# Mean, Median, Mode, Range, Standard Deviation

## Mean

Depicted as μ, it is the average value of the sample of data. It is computed by the formula μ = (x1+x2+…+xn)/n. It is called an arithmetic mean: there are other mean values too, but the arithmetic mean is the most common.

An example is an average mark on the subject of the class students: it is calculated by adding together all students’ marks and dividing them by the number of the students.

## Median

The median is the central value of the sample of data: if one places the data in a row, the median value will divide the row into two halves. For the set with n values, the median value will be xn/2. If the sample contains an odd number of values, then the median will be the mean of two central values: (x(n+1)/2 + x(n-1)/2)/2.

For example, with the students’ marks, one can calculate the median mark by placing the marks in the row from the lowest to the highest: the mark in the center of the row will be the median. If there is an odd number of students, the median should be calculated as the mean of two central values.

## Mode

The mode of the sample of data is the value occurring most frequently in the sample. If two different values occur the same number of times, one can consider both as modes. If all values have the same frequency, the sample does not have a mode.
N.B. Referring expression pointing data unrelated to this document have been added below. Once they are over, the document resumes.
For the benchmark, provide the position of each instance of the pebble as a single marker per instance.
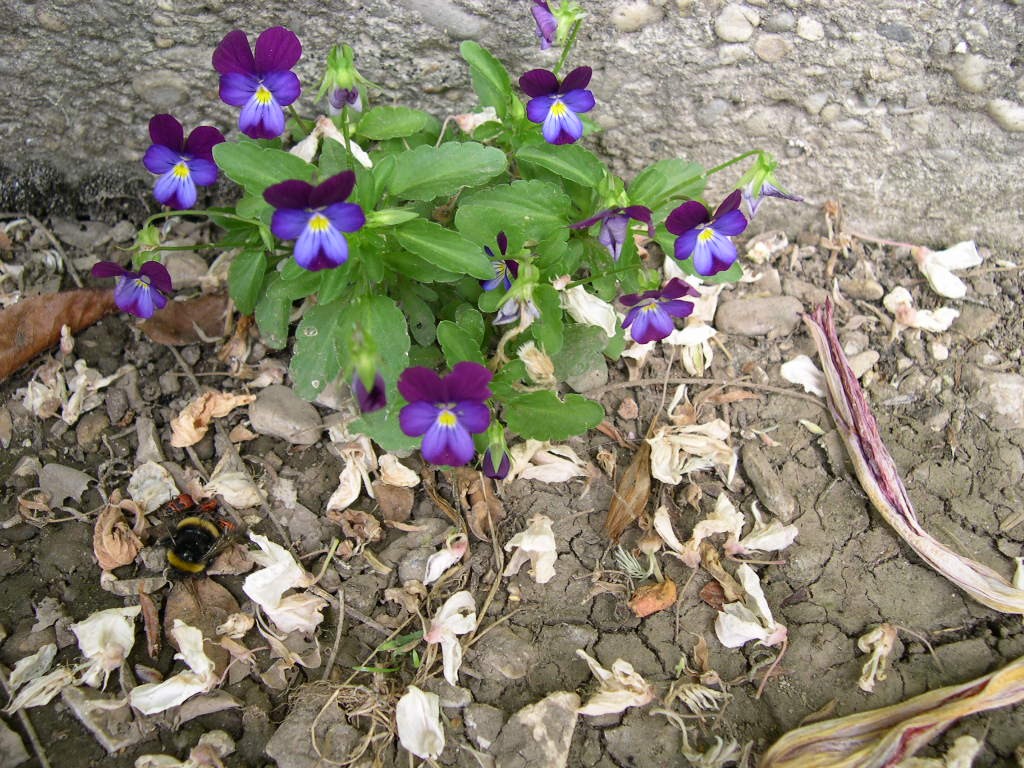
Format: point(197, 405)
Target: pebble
point(771, 315)
point(767, 483)
point(280, 413)
point(734, 24)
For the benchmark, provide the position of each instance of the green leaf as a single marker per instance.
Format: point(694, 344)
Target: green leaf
point(444, 248)
point(256, 167)
point(393, 122)
point(665, 179)
point(491, 81)
point(542, 416)
point(245, 279)
point(569, 161)
point(316, 359)
point(429, 172)
point(458, 344)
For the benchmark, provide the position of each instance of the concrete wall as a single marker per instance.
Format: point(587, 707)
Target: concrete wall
point(911, 114)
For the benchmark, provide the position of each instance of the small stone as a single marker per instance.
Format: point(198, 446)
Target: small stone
point(733, 26)
point(772, 48)
point(771, 315)
point(1008, 115)
point(280, 413)
point(810, 29)
point(767, 483)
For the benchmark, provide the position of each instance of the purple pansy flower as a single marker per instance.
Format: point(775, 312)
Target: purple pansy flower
point(614, 222)
point(181, 164)
point(445, 411)
point(139, 293)
point(557, 105)
point(505, 269)
point(373, 399)
point(263, 84)
point(706, 237)
point(315, 217)
point(547, 25)
point(652, 311)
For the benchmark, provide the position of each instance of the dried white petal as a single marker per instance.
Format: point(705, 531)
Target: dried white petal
point(536, 545)
point(418, 716)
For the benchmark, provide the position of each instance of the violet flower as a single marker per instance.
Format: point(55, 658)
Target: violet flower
point(652, 312)
point(505, 269)
point(614, 224)
point(181, 164)
point(706, 238)
point(445, 411)
point(547, 25)
point(373, 399)
point(315, 217)
point(263, 84)
point(139, 293)
point(556, 105)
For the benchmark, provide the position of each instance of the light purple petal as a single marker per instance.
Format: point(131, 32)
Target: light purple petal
point(418, 417)
point(238, 87)
point(276, 48)
point(166, 130)
point(160, 159)
point(421, 384)
point(284, 85)
point(686, 217)
point(539, 83)
point(233, 54)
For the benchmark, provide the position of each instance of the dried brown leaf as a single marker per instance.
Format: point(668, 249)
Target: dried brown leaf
point(653, 597)
point(632, 495)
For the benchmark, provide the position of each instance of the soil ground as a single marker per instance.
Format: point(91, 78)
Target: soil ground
point(846, 572)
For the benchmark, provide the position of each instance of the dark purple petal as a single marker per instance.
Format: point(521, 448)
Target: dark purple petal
point(284, 85)
point(237, 88)
point(576, 80)
point(160, 159)
point(110, 269)
point(730, 223)
point(158, 274)
point(688, 216)
point(468, 381)
point(539, 83)
point(346, 217)
point(334, 189)
point(289, 223)
point(293, 194)
point(276, 48)
point(233, 54)
point(167, 131)
point(421, 384)
point(202, 140)
point(417, 418)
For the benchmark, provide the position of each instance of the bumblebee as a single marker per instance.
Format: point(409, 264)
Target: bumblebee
point(198, 538)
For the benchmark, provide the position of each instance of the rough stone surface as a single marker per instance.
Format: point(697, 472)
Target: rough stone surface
point(914, 93)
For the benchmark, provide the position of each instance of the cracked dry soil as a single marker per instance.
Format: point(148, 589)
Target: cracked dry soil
point(846, 571)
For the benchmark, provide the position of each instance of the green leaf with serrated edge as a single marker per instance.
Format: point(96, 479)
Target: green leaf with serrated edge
point(491, 81)
point(542, 416)
point(569, 161)
point(547, 329)
point(538, 209)
point(458, 344)
point(256, 167)
point(429, 172)
point(393, 122)
point(245, 279)
point(471, 322)
point(665, 179)
point(444, 248)
point(316, 359)
point(271, 316)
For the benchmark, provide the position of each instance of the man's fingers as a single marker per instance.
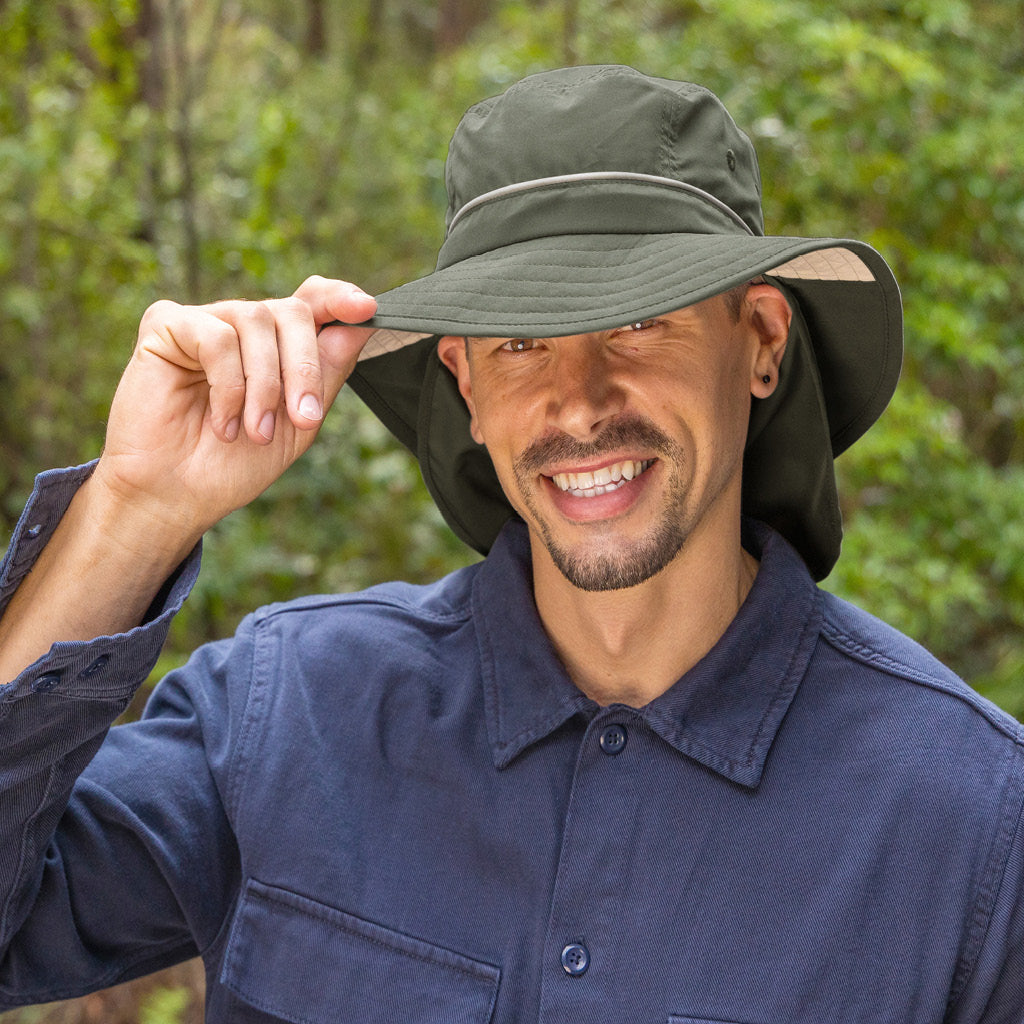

The mode of the sample of students’ marks will be the mark occurring most frequently in the sample.

## Range

The range is the difference between the highest and lowest values in the sample, showing the interval of data. F(x) = max(x) – min(x).

For the example with the students’ marks, the range of the sample will be the difference between the highest and the lowest mark.

## Standard Deviation

The standard deviation, depicted as σ, is the value that shows the deviation of the values from their mean. It is calculated as the square root of the sum of the squares of differences between each value and the sample’s mean, divided by the number of values in the sample.

To obtain a standard deviation for the sample of students’ marks, one should calculate the mean, calculate the differences between each mark and the mean mark, square each difference, add them together, and divide by the number of the students in the class; after that, one should calculate a square root from the obtained value. The resulted value will show the standard deviation of the marks.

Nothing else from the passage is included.